PSC 110: Comparative Politics
An introduction to comparative political analysis with application of concepts and theories to selected democratic and authoritarian countries worldwide. Topics include formal institutional structures, representation and participation, public policy, political violence, ethnic politics, and political culture. Syllabus.
PSC 312: Foreign Policy & War
An analysis of the development and conduct of US national security policy, including the causes and consequences of war and patterns of American foreign policy. The course covers general explanations of international conflict, critical junctures in foreign policy decision making, and application of these to present-day national security challenges. Students will present concrete policy briefings and simulate international negotiation and conflict through the game Diplomacy. Syllabus.
PSC 111: Global Politics
An introduction to the political, economic, and security issues that have influenced the development of the international system since 1945. Emphasizes patterns of global conflict and cooperation, tools for understanding these interactions, and application of these tools to current global issues.
PSC 258: Political Analysis
An examination of the major analytical approaches used in the study of political behavior.

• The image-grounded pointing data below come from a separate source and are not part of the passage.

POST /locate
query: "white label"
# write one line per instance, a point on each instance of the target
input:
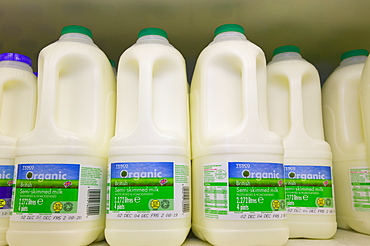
(57, 193)
(244, 191)
(148, 190)
(360, 188)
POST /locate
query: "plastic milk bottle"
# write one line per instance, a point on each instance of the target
(294, 102)
(149, 156)
(59, 197)
(238, 189)
(17, 117)
(344, 132)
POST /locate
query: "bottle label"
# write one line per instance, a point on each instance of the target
(6, 186)
(57, 193)
(309, 189)
(360, 188)
(148, 190)
(244, 191)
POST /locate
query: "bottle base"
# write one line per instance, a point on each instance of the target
(312, 230)
(359, 225)
(146, 237)
(55, 238)
(218, 237)
(3, 236)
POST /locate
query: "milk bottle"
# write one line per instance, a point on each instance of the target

Trek 116: More Money, More Problems
PSC 202: Games People Play
Game of Thrones, Hunger Games, War Games, the Game of Love. We often think of games as a metaphor to describe and explain our interactions with each other, and the social sciences have formalized this practice into the field of Game Theory. This course introduces students to game theory using a variety of resources: academic and popular literature, films and videos, current events, and of course many games that we play in daily labs. Students will learn the main technical components of games, a wide range of model games that have been used to help explain political events, and how to apply games to clarify, explain, and predict the likely outcomes of complex interactions among individuals or groups.
PSC 324S: International Law & Justice
An introduction to the basic principles of public international law and the functions of international organizations such as the United Nations and the International Criminal Court. After an overview of the main areas and functions of international law, the course examines the possibilities, obstacles, and politics of international law by focusing intensively on international tools of human rights enforcement and transitional justice. Specific topics include transnational organizations, international NGOs, international criminal tribunals, truth commissions, universal jurisdiction, and state sovereignty.
PSC 325: European Politics
This class approaches European politics from two perspectives. First is the analysis and comparison of European political systems, patterns, and conflicts, such as parliamentary systems, political economy, varieties of democracy, citizenship, and immigration. Second is the European Union, including its supranational structures, political and economic consequences of the Euro, and tensions with member states. From these two perspectives the course investigates current issues such as immigration & migration, radicalism & violence, and prosperity & inequality.
PSC 331: Democracy & Ethnic Conflict
This course is an investigation of two of the most important sources of collective identity and conflict in the world today: nationalism and ethnicity. What is the connection between nationalism and democracy? What are nations and why can nationalism be a significant political problem, particularly for democracies? What are ethnic groups, what is ethnic conflict, and what causes it to become violent? Topics include theories of nationalism and ethnicity, links between nationalism, ethnicity, and democratic success, and political mechanisms for managing or resolving these conflicts. Examples come from Europe, India, Africa, and the Middle East.
PSC 473: Senior Seminar
The undertaking of an individual research project in which the student demonstrates their mastery of the discipline.